DeepSpeed-MII icon indicating copy to clipboard operation
DeepSpeed-MII copied to clipboard

Multi node or remote machine inference doesn't work without "--force_multi" parameter

Open sarathkondeti opened this issue 2 years ago • 9 comments

I trying to figure out why my script doesn't work without "--force_multi" param in ds_launch_str https://github.com/microsoft/DeepSpeed-MII/blob/0fe4eb86b93e8210736f3e8c671bc886af64fd67/mii/server.py#L116

Expected parallelism: replicas 4 and TP 1 Hardware: 2 machines with 2xTesla T4s each hostfile: localhost slots=2 strange slots=2

my script:

import mii
mii_configs = {
                "tensor_parallel": 1,
                "dtype": "fp16",
                "replace_with_kernel_inject" : False,
                "load_with_sys_mem": True,
                "replica_num" : 4,
                "hostfile": "/home/anurag_dutt/vicuna_parallelism/hostfile",
            }
deployment = "vicuna_deployment"
mii.deploy(task='text-generation',
           model="lmsys/vicuna-7b-v1.5",
           model_path="/home/anurag_dutt/.cache/huggingface/hub",
           deployment_name=deployment,
           deployment_type=mii.DeploymentType.LOCAL,
           mii_config=mii_configs,
        )

I've also tried running a simple deepspeed script (TP 1) on remote machine('strange') using the below hostfile and run command.

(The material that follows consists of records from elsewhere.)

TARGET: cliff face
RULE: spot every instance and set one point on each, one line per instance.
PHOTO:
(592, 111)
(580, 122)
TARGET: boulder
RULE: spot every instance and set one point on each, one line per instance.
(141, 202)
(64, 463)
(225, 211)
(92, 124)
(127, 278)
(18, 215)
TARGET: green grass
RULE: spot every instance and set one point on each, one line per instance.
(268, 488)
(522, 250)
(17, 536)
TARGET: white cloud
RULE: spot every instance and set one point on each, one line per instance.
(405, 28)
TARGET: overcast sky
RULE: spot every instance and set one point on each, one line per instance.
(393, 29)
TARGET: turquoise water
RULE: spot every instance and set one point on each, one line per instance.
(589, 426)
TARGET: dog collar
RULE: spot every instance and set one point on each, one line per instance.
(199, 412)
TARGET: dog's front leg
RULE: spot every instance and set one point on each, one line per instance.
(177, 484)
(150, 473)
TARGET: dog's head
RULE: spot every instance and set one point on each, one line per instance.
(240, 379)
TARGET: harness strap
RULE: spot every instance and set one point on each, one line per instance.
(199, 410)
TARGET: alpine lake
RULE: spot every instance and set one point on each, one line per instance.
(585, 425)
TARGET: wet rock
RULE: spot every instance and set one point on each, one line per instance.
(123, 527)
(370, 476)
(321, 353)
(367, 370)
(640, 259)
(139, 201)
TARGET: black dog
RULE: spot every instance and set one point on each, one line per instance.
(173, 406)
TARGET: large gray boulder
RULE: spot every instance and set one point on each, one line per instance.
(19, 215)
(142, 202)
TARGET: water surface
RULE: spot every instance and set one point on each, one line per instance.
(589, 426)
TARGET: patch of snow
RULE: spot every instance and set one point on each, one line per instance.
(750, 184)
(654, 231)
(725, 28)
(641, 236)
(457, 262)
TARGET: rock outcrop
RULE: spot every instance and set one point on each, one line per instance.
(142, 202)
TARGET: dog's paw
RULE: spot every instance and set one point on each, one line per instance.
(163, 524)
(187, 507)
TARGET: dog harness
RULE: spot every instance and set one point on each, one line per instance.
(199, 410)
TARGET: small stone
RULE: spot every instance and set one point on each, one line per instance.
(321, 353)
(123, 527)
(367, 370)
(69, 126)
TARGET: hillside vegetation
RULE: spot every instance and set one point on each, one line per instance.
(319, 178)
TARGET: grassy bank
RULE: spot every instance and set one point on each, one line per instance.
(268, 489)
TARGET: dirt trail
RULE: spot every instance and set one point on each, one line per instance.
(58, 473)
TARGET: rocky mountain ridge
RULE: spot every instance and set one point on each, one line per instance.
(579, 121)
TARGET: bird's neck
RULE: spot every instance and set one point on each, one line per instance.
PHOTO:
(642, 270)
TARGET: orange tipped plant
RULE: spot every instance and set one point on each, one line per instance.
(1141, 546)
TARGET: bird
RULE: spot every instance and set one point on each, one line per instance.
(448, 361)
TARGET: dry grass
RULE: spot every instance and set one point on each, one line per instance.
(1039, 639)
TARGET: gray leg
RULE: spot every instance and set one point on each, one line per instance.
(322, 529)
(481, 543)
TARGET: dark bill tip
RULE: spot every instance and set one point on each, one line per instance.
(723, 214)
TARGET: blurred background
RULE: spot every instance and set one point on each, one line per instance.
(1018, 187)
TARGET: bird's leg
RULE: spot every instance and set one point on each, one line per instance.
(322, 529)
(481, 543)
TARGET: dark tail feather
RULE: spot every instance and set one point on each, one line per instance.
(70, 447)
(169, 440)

Hostfile: strange slots=1

run command: (doesn't work) deepspeed --hostfile ~/vicuna_parallelism/hostfile tp.py

run command: (works) deepspeed --force_multi --hostfile ~/vicuna_parallelism/hostfile tp.py

sarathkondeti avatar Oct 02 '23 07:10 sarathkondeti

Hi @sarathkondeti thanks for reporting this bug. I will try to replicate this on a local system. Just to clarify, are you able to run the MII deployment if you add --force_multi to the ds_launch_str?

mrwyattii avatar Oct 05 '23 21:10 mrwyattii

Yea, I rebuilt mii after adding that parameter, it works for me now.

sarathkondeti avatar Oct 05 '23 23:10 sarathkondeti

Thank you. I will work on a fix for this and it will be in the next MII release.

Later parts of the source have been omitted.